I will report back on what I find with Fedora and I will also do some investigation on why Ubuntu and the keyring manager and gnome-commander do not work together.

Ken
Comment 3 Ken Taylor 2011-07-04 20:08:21 UTC
I feel like an idiot!  I created new virtual machine installs of Ubuntu 10.04, 11.04, Fedora 15 and 13.  I managed to crash gnome-commander in all of them using "[X] Use GNOME Keyring Manager for authentication".  I did some reading on the keyring and found a lot of programmer level and api information. I read that the "vision" behind the thing was to make password and key management "transparent to the user" or something like that.  Invisible would be a better term.

After testing on Fedora 13, which you indicated worked fine, and crashing gnome-commander I decided that I needed to revisit creating the password/key before connecting.  I created a new "Secure Shell Key" using seahorse. Since gnome-commander is making an ssh connection I guess that makes more sense than just storing a password. Low and behold it works!!!

But all is not lost.
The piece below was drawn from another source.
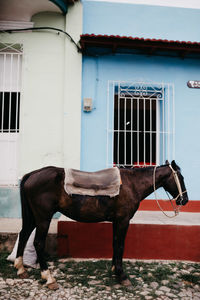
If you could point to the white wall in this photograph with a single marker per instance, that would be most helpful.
(51, 66)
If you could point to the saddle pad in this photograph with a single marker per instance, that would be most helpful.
(103, 183)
After finding the plain text passwords reported in this bug I decided to setup NFS on my server (really just a BIG hard drive, no traditional server services other than SSH, Samba and now NFS). I built scripts to mount the exported file systems and unmount them. gnome-commander does NOT like to be called up with dead NFS mounts on the PC. That is if I shut down the server and do not unmount the NFS shares on the PC side, gnome-commander will often crash or lock up. Same if I have gnome-commander running on the PC when I shut down the server.  So I have to just be careful.
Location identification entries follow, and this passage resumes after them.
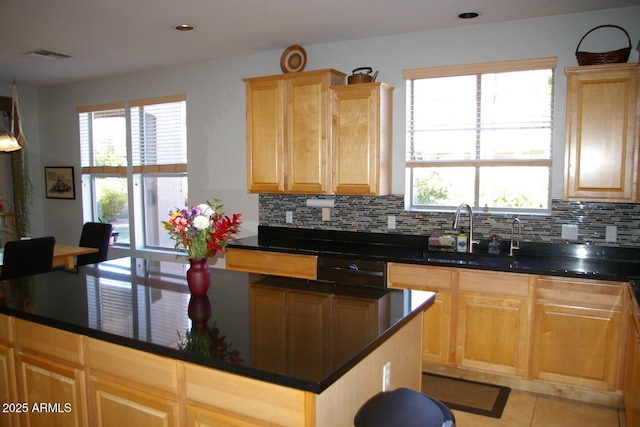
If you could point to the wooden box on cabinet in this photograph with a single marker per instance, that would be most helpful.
(602, 133)
(362, 139)
(577, 332)
(289, 132)
(439, 325)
That said... NFS is 1.5 - 2x faster than transferring files over ssh. And now that I have gnome-commander connecting as it should I have a couple of options.

If I may make another suggestion... It would be nice if gnome-commander would raise a message to the effect "hey moron, you need to put a key in the keyring before using it to connect" rather than crashing.

Thanks again for your work.

Ken
Comment 4 Uwe Scholz 2015-05-18 20:43:07 UTC
Hi,

I fixed the bug by removing the ability to enter the connection password in the GCMD connections dialog. This is currently the easiest and, in my eyes, most secure way. This means that from now, password-secured connections can only be set-up by using libgnome-keyring. The fix will go into the next bugfix release of gnome commander.

It is highly recommended to check if there are any passwords hidden in the "Connections"-section of your $HOME/.gnome-commander/gnome-commander.xml and to delete these passwords.

In the case of an sftp connection, you would find a password here:
<Connection name="MyConnection" uri="sftp://user:password@IPAdress/Directory" .../>

You would have to delete ":password" from the string in that case.
Comment 5 Ken Taylor 2015-05-18 21:23:30 UTC
An excellent solution.  Passwords should never be stored in plain text and there is no reason to re-invent a way to store them encrypted. The gnome keyring does the job and gnome-commander integrates well with gnome keyring in my experience.